Italie : entre performances visibles et stagnation économique durable

stagnation économique

L’économie italienne semble afficher des signes de reprise, mais derrière des indicateurs superficiellement rassurants, la situation réelle reste préoccupante. Si le marché du travail et les finances publiques montrent des résultats encourageants, la croissance économique peine à s’affirmer durablement. La stagnation de la productivité, la faiblesse de la demande intérieure et les incertitudes liées au commerce international freinent le rebond du pays après la crise sanitaire.

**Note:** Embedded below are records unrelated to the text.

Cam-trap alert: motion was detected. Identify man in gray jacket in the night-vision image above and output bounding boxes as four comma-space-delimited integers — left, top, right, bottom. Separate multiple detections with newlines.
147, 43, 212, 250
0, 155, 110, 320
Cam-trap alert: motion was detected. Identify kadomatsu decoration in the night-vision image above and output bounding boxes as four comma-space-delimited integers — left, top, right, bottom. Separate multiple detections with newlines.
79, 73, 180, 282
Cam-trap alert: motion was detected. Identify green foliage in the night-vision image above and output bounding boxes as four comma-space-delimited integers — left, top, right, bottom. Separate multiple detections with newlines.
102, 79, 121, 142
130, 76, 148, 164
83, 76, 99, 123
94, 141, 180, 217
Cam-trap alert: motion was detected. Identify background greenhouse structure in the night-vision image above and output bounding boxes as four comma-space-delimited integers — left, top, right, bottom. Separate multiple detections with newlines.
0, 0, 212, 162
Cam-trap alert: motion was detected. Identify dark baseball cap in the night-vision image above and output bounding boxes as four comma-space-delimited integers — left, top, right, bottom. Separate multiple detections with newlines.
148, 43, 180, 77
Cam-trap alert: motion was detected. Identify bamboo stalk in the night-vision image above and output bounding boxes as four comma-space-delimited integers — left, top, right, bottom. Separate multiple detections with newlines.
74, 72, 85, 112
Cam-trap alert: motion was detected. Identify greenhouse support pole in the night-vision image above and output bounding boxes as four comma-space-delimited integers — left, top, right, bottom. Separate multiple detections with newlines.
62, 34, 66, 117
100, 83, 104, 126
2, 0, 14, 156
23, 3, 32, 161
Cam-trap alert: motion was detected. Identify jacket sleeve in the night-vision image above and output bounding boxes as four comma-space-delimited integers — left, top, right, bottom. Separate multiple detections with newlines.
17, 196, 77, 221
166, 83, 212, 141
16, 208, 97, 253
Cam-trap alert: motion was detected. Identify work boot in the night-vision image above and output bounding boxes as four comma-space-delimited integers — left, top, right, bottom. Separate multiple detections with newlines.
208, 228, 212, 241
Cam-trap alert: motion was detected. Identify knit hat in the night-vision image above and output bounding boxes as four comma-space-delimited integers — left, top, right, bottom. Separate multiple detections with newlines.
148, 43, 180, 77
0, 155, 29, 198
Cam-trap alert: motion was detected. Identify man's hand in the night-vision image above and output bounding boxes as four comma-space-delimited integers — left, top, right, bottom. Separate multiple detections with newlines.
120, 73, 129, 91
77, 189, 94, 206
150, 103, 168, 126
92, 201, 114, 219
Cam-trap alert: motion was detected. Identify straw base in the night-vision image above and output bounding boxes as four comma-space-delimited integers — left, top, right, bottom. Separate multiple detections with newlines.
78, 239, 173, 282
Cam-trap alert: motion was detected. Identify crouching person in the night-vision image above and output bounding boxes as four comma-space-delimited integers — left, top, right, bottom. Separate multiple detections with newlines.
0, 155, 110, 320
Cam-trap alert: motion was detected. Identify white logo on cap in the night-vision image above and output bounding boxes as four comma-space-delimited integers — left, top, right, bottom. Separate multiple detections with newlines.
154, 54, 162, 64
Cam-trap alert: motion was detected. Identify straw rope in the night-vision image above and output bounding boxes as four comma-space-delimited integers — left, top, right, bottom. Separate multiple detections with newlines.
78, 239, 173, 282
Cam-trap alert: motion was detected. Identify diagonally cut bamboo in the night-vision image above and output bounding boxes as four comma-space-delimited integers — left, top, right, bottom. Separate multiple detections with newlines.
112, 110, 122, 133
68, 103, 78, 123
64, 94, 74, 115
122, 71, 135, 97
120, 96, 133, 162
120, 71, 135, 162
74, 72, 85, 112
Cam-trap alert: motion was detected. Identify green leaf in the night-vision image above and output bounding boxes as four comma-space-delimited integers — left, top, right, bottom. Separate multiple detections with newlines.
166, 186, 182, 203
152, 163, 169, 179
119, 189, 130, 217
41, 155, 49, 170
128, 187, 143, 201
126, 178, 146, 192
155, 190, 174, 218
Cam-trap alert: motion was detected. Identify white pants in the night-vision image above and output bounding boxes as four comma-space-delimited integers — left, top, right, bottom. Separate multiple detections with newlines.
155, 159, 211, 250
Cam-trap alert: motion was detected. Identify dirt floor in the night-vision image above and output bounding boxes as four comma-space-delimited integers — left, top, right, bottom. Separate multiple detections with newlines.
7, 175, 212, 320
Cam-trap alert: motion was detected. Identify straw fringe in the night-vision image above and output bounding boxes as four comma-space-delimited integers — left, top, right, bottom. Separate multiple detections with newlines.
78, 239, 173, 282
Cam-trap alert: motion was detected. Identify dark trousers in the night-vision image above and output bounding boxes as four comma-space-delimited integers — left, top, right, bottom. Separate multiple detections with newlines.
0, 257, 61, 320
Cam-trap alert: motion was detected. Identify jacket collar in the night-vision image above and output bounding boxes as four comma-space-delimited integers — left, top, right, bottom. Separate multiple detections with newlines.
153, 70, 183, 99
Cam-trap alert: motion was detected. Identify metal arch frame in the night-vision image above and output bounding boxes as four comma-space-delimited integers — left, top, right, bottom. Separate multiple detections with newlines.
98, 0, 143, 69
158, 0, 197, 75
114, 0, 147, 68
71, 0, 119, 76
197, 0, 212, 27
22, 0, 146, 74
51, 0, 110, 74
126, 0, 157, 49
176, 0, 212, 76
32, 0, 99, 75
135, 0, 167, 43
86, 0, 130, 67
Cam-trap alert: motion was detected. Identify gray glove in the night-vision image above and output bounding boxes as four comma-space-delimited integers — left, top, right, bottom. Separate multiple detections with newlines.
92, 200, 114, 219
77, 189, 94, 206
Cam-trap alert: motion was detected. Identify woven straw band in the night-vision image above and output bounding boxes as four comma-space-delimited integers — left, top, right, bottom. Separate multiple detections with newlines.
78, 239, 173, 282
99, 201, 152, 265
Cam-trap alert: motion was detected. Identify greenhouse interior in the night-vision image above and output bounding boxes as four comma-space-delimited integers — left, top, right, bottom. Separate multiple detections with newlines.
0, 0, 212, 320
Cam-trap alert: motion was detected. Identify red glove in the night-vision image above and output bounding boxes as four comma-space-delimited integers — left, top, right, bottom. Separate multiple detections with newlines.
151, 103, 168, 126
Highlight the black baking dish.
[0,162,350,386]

Une croissance en berne malgré des apparences positives

Au deuxième trimestre 2025, le produit intérieur brut (PIB) italien a enregistré un recul de 0,1 % par rapport au trimestre précédent, marquant la première contraction depuis deux ans. Cette situation reflète la fragilité de la reprise italienne, qui n’a retrouvé son niveau pré-2008 qu’à la fin de l’année 2024. Plusieurs facteurs expliquent ce ralentissement : la demande extérieure s’essouffle, pénalisée par la faiblesse économique de ses principaux partenaires et les tensions géopolitiques. Les exportations de biens ont ainsi diminué de 2,2 %, après un sursaut ponctuel lié à l’anticipation de droits de douane américains. Parallèlement, la consommation des ménages reste atone, freinée par un moral fragile et un pouvoir d’achat qui ne parvient pas à se redresser pleinement malgré une inflation stabilisée.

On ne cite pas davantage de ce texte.